A Note on Optimal Estimation From a Risk-Management Perspective Under Possibly Misspecified Tail Behavior
研究在资产收益率真实分布尾部厚度与管理者所用分布不一致时,如何选择估计方法以最小化VaR的估计偏差,发现高斯最大拟似然估计(最小二乘型)优于最大似然估计和稳健估计。
Many financial time series show leptokurtic behavior—that is, fat tails. Such tail behavior is important for risk management. In this article I focus on the calculation of Value-at-Risk (VaR) as a downside-risk measure for optimal asset portfolios. Using a framework centered on the Student-t distribution, I explicitly allow for a discrepancy between the fat-tailedness of the true distribution of asset returns and that of the distribution used by the investment manager. As a result, numbers for the overestimation or underestimation of the true VaR of a given portfolio can be computed. These numbers are used to rank several well-known estimation methods for determining the unknown parameters of the distribution of asset returns.

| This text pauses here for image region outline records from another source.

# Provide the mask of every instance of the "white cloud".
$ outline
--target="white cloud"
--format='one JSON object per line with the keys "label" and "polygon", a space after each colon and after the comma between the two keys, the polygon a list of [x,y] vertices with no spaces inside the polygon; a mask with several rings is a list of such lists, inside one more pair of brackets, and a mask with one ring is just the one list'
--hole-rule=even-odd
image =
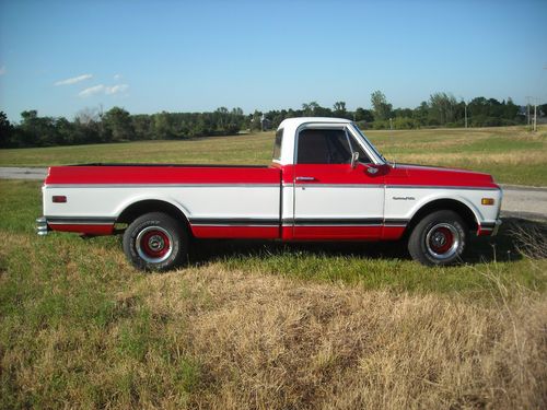
{"label": "white cloud", "polygon": [[78,77],[72,77],[71,79],[57,81],[55,83],[55,85],[71,85],[71,84],[79,83],[80,81],[89,80],[91,78],[93,78],[92,74],[82,74],[82,75],[78,75]]}
{"label": "white cloud", "polygon": [[112,86],[98,84],[80,91],[78,95],[83,98],[91,97],[92,95],[95,94],[115,95],[115,94],[123,94],[125,91],[127,91],[127,89],[129,89],[129,85],[127,84],[116,84]]}
{"label": "white cloud", "polygon": [[127,89],[129,89],[129,85],[127,84],[116,84],[113,86],[105,87],[105,94],[107,95],[119,94],[126,91]]}
{"label": "white cloud", "polygon": [[81,97],[90,97],[94,94],[102,93],[106,87],[103,84],[90,86],[89,89],[82,90],[78,93]]}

Minimizing the absolute (percentage) mismatch between the nominal and actual or true VaR leads to the choice of a Gaussian maximum quasilikelihood estimator—that is, a least squares type of estimator. The maximum likelihood estimator has less satisfactory behavior. Outlier-robust estimators perform even worse if the required confidence level for the VaR is high. An explanation for these results is provided.